Here's what you need to configure to stop your cluster from becoming someone else's crypto mining rig. Skip this stuff and you'll be explaining to your boss why the morning production standup got interrupted by weird CPU usage bills.
Workload Identity: Stop Putting Secrets in Your Containers
Service account JSON keys are how most people fuck up K8s security. Someone always commits them to Git, stores them in ConfigMaps, or leaves them in container images. Had our staging cluster compromised because someone left keys in a public Docker image - honestly still not sure exactly how they found it. Could've been automated scanning, could've been dumb luck, could've been some asshole manually browsing Docker Hub. Took us like 3 days to even figure out that's how they got in. Maybe 4 days. Felt like a week.
Why This Matters (A Lot)
Service account keys don't rotate and they don't expire. Once they leak - and they will leak - attackers have access to your Google Cloud resources until you manually revoke them. Had to learn this the hard way when our service account key ended up in a Slack thread during debugging. That was a fun weekend.
Workload Identity lets pods authenticate without storing any credentials. The tokens expire automatically and rotate themselves, which is way better than hoping nobody commits secrets to Git.

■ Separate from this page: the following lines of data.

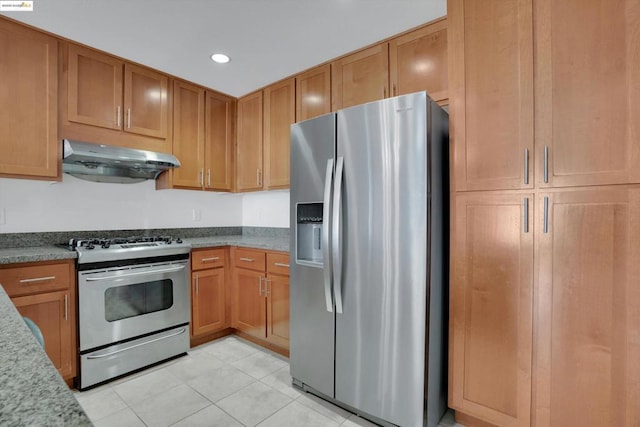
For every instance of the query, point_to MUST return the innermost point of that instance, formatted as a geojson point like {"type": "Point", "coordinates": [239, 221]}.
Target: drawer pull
{"type": "Point", "coordinates": [37, 279]}
{"type": "Point", "coordinates": [281, 264]}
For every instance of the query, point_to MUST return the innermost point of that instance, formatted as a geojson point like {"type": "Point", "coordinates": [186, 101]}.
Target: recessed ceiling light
{"type": "Point", "coordinates": [220, 58]}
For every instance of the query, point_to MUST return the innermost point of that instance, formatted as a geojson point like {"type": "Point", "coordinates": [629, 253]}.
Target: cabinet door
{"type": "Point", "coordinates": [418, 61]}
{"type": "Point", "coordinates": [249, 311]}
{"type": "Point", "coordinates": [313, 93]}
{"type": "Point", "coordinates": [51, 312]}
{"type": "Point", "coordinates": [188, 135]}
{"type": "Point", "coordinates": [278, 310]}
{"type": "Point", "coordinates": [28, 100]}
{"type": "Point", "coordinates": [587, 92]}
{"type": "Point", "coordinates": [491, 308]}
{"type": "Point", "coordinates": [249, 154]}
{"type": "Point", "coordinates": [279, 115]}
{"type": "Point", "coordinates": [146, 104]}
{"type": "Point", "coordinates": [588, 309]}
{"type": "Point", "coordinates": [491, 93]}
{"type": "Point", "coordinates": [94, 94]}
{"type": "Point", "coordinates": [208, 308]}
{"type": "Point", "coordinates": [218, 136]}
{"type": "Point", "coordinates": [361, 77]}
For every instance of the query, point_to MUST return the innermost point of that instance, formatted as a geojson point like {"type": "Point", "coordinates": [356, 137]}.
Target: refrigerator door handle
{"type": "Point", "coordinates": [328, 181]}
{"type": "Point", "coordinates": [336, 242]}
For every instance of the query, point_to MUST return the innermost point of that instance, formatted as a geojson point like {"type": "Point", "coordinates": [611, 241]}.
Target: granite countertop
{"type": "Point", "coordinates": [31, 390]}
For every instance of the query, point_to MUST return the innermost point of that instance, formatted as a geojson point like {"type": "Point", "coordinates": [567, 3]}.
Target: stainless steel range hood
{"type": "Point", "coordinates": [104, 163]}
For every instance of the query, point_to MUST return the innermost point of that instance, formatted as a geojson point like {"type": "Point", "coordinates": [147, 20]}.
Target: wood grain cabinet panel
{"type": "Point", "coordinates": [587, 92]}
{"type": "Point", "coordinates": [491, 93]}
{"type": "Point", "coordinates": [491, 307]}
{"type": "Point", "coordinates": [279, 115]}
{"type": "Point", "coordinates": [249, 167]}
{"type": "Point", "coordinates": [29, 146]}
{"type": "Point", "coordinates": [419, 61]}
{"type": "Point", "coordinates": [313, 93]}
{"type": "Point", "coordinates": [360, 77]}
{"type": "Point", "coordinates": [588, 308]}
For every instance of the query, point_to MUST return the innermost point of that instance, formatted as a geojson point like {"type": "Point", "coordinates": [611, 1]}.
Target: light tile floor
{"type": "Point", "coordinates": [228, 383]}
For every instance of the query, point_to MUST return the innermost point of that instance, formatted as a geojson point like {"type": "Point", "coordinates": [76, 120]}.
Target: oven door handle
{"type": "Point", "coordinates": [141, 273]}
{"type": "Point", "coordinates": [100, 356]}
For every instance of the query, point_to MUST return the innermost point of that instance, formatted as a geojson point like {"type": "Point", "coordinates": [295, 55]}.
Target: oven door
{"type": "Point", "coordinates": [121, 303]}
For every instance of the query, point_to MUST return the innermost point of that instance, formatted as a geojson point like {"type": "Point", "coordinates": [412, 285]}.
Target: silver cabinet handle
{"type": "Point", "coordinates": [336, 241]}
{"type": "Point", "coordinates": [526, 166]}
{"type": "Point", "coordinates": [545, 223]}
{"type": "Point", "coordinates": [100, 356]}
{"type": "Point", "coordinates": [37, 279]}
{"type": "Point", "coordinates": [142, 273]}
{"type": "Point", "coordinates": [281, 264]}
{"type": "Point", "coordinates": [326, 269]}
{"type": "Point", "coordinates": [546, 164]}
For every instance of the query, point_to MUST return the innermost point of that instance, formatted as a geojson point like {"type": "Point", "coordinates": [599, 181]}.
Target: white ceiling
{"type": "Point", "coordinates": [266, 39]}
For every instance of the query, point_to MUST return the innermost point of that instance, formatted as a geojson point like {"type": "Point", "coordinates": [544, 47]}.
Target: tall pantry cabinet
{"type": "Point", "coordinates": [545, 302]}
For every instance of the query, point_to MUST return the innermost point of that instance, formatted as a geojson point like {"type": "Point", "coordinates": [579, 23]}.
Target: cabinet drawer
{"type": "Point", "coordinates": [208, 258]}
{"type": "Point", "coordinates": [253, 260]}
{"type": "Point", "coordinates": [26, 280]}
{"type": "Point", "coordinates": [278, 263]}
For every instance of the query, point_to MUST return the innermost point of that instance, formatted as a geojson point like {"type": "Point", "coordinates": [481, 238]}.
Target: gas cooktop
{"type": "Point", "coordinates": [127, 248]}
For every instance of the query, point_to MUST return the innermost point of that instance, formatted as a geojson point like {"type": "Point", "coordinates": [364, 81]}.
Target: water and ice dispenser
{"type": "Point", "coordinates": [309, 234]}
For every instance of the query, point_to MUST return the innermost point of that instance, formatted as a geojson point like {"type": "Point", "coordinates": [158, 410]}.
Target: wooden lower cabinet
{"type": "Point", "coordinates": [587, 308]}
{"type": "Point", "coordinates": [491, 307]}
{"type": "Point", "coordinates": [45, 293]}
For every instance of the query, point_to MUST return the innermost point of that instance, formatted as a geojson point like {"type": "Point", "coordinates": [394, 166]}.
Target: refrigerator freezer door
{"type": "Point", "coordinates": [380, 336]}
{"type": "Point", "coordinates": [312, 327]}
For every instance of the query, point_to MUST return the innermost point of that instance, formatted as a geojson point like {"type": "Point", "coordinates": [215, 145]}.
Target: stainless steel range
{"type": "Point", "coordinates": [133, 304]}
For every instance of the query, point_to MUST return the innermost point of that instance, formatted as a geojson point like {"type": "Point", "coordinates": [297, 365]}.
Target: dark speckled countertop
{"type": "Point", "coordinates": [32, 393]}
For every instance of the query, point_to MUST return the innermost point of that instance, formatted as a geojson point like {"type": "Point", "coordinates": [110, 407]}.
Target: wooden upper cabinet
{"type": "Point", "coordinates": [219, 133]}
{"type": "Point", "coordinates": [313, 93]}
{"type": "Point", "coordinates": [588, 308]}
{"type": "Point", "coordinates": [95, 88]}
{"type": "Point", "coordinates": [188, 134]}
{"type": "Point", "coordinates": [360, 77]}
{"type": "Point", "coordinates": [491, 93]}
{"type": "Point", "coordinates": [279, 115]}
{"type": "Point", "coordinates": [29, 144]}
{"type": "Point", "coordinates": [418, 61]}
{"type": "Point", "coordinates": [249, 146]}
{"type": "Point", "coordinates": [146, 103]}
{"type": "Point", "coordinates": [587, 97]}
{"type": "Point", "coordinates": [490, 333]}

Google finally started pushing Workload Identity harder after enough people got burned by service account key leaks. Took them long enough to admit it was a problem.
Setup That Actually Works
1. Enable Workload Identity (This Will Break Things First)
For existing clusters (expect 5-10 minutes of downtime):
gcloud container clusters update production-cluster \
--location=us-central1 \
--workload-pool=PROJECT_ID.svc.id.goog
Warning: This restarts all nodes. Do it during your maintenance window or your pods get killed mid-request and your users start filing angry tickets. Our 20-node cluster took forever - couple nodes just got stuck with UpgradeInProgress
status and never finished. Had to manually delete them with gcloud compute instances delete node-xyz --zone=us-central1-a
. Probably took like 90 minutes total instead of the promised 15. Maybe longer, wasn't exactly timing it while I was panicking and getting Slack messages about the API being down.
For new clusters (much less painful):
gcloud container clusters create secure-cluster \
--location=us-central1 \
--workload-pool=PROJECT_ID.svc.id.goog \
--enable-shielded-nodes
2. Connect the Accounts (Get This Wrong and Nothing Works)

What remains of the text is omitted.